"Bad" P2P and Spyware

As the negotiations on the Induce Act continue, it's likely that there are people sitting in a room on Capitol Hill debating how to define “bad” P2P applications and products in legislative language.  The same exercise is certainly going forward with respect to spyware.  It may be that we're taking the wrong approach to these questions.

How do you describe code you don't like without sweeping in untold numbers of existing (and yet-to-be-created) innovations?  Answer:  You try really really hard and create tortured definitions, then hope for the best.  It's inevitable that some “good” P2P applications will provide the kinds of tools that KaZaa and Grokster did/do.  It's inevitable that some “good” spyware will have the potential to be used “badly.”  (Although we've gone pretty far with this question by calling an entire category of things “spyware” — like “broadcast flag,” which sounds so benign and positive, “spyware” sounds positively evil no matter what its uses.)

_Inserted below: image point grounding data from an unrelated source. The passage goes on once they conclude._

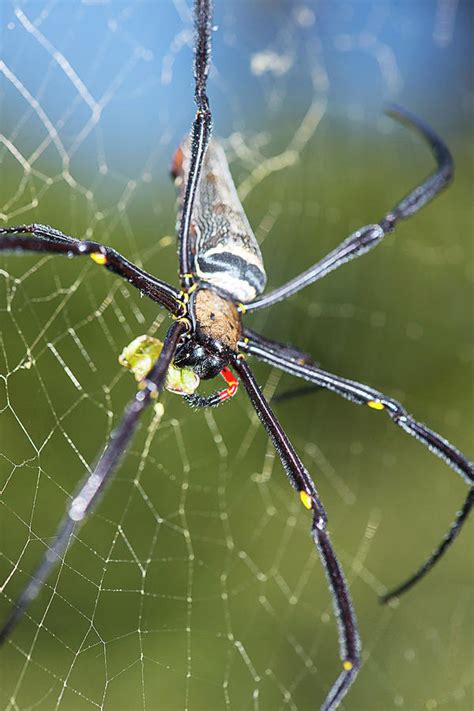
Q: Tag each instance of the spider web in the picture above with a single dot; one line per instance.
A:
(195, 584)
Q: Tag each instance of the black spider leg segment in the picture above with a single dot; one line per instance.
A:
(269, 351)
(447, 541)
(47, 240)
(367, 237)
(200, 135)
(349, 640)
(91, 488)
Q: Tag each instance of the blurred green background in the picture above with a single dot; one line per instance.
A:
(195, 585)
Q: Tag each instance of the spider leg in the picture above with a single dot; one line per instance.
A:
(200, 135)
(95, 482)
(361, 394)
(349, 641)
(367, 237)
(46, 239)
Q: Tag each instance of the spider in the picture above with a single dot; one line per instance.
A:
(222, 277)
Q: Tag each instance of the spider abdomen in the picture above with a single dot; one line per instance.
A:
(227, 254)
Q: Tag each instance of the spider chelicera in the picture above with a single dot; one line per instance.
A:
(222, 277)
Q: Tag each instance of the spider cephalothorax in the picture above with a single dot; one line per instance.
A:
(221, 276)
(216, 329)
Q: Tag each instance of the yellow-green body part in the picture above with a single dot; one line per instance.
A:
(139, 357)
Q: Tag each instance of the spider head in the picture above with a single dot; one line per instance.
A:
(205, 355)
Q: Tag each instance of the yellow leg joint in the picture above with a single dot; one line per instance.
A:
(306, 500)
(98, 258)
(376, 405)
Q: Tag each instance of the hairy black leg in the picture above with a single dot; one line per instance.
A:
(364, 395)
(200, 135)
(95, 482)
(47, 240)
(367, 237)
(300, 479)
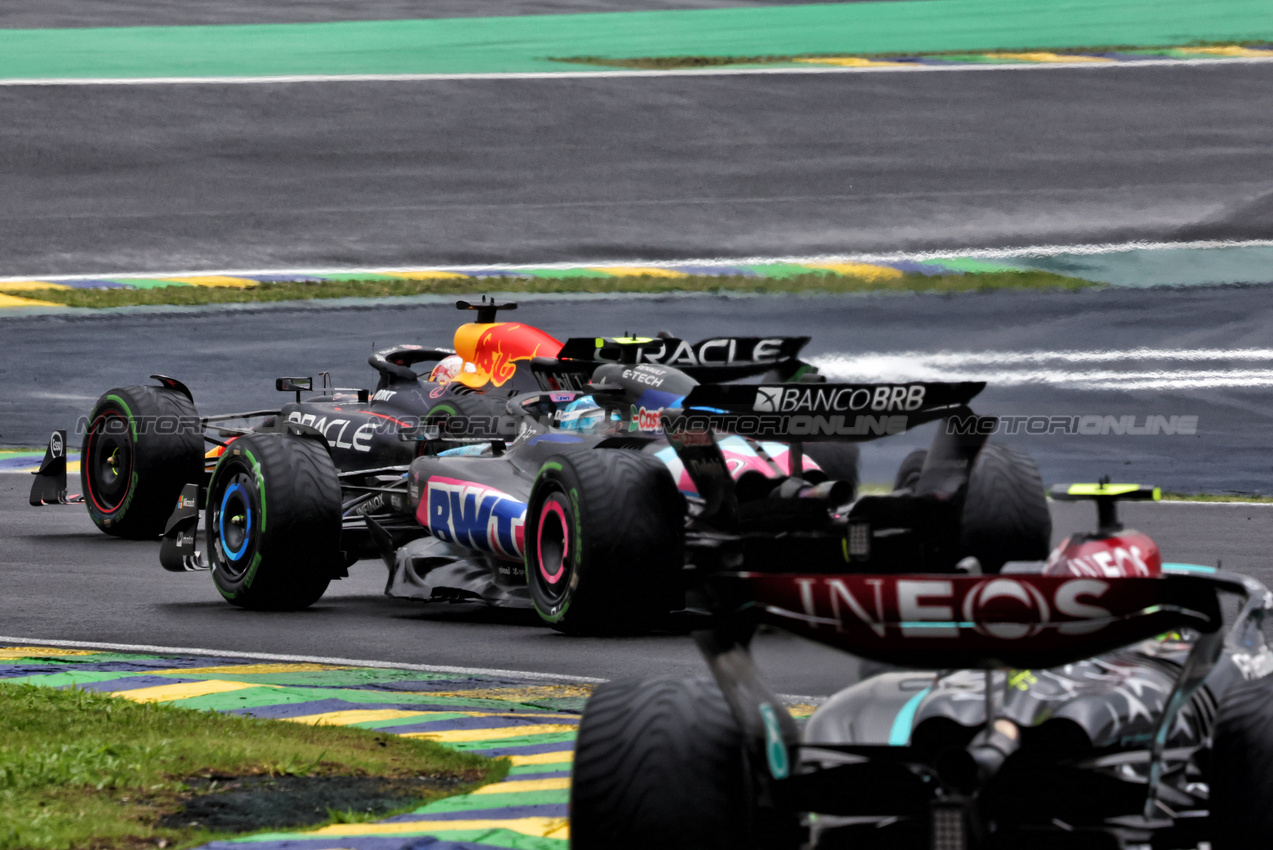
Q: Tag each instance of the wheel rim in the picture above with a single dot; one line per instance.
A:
(553, 546)
(108, 461)
(236, 524)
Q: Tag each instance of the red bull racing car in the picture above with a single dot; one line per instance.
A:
(330, 470)
(1092, 700)
(588, 509)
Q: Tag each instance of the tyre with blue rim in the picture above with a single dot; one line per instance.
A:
(605, 537)
(274, 522)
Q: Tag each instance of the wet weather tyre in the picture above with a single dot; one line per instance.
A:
(274, 522)
(604, 542)
(1241, 767)
(908, 473)
(143, 444)
(1006, 514)
(660, 762)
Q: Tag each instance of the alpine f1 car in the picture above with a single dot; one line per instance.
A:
(590, 512)
(330, 470)
(1090, 700)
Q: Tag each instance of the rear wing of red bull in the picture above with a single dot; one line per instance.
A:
(724, 358)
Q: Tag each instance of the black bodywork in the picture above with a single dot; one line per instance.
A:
(1069, 725)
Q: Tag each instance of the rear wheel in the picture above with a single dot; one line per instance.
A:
(660, 762)
(908, 473)
(1006, 514)
(141, 447)
(604, 541)
(274, 522)
(1241, 767)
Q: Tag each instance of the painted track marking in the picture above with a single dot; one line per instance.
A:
(630, 74)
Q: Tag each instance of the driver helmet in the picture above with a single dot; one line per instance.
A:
(581, 415)
(447, 369)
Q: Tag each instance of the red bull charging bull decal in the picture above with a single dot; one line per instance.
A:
(474, 515)
(492, 351)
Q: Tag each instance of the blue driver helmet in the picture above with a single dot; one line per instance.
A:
(581, 415)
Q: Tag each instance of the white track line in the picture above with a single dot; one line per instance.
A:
(628, 74)
(914, 256)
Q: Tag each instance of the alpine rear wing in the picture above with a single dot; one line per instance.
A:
(821, 411)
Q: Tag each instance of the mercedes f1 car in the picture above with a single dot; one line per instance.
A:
(1091, 700)
(610, 500)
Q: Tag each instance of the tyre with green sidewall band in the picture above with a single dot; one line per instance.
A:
(273, 522)
(1006, 514)
(605, 542)
(141, 445)
(660, 762)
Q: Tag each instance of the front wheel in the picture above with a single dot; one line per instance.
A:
(141, 447)
(660, 762)
(604, 541)
(274, 522)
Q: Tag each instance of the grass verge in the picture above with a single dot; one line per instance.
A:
(88, 771)
(800, 283)
(682, 62)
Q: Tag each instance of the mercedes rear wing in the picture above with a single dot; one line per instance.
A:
(798, 412)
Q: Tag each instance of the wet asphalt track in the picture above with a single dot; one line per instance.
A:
(65, 580)
(113, 180)
(55, 367)
(199, 177)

Maybe, instead of defining what code we don't like, we should define what relationships we don't approve of.  People that intend to rob me of my control over my attention, without my wanting them to (or without my getting some benefit that I want in exchange) are creating a relationship with me that I don't want.  Like a car alarm under my window (note: there are no car alarms under my window — I'm lucky), their work is keeping me from focusing.  That's wrong, and that's something we may want to condemn globally.  Similarly, someone who wants to make money from massive uploading of copyrighted works, but tries to avoid liability under standard copyright law, is creating a relationship with the marketplace that we may want to condemn.

Working on defining oppressive relationships — and getting at what really makes us mad, rather than trying to anticipate how technology will be used — has got to be a better approach than trying to define “bad” technology.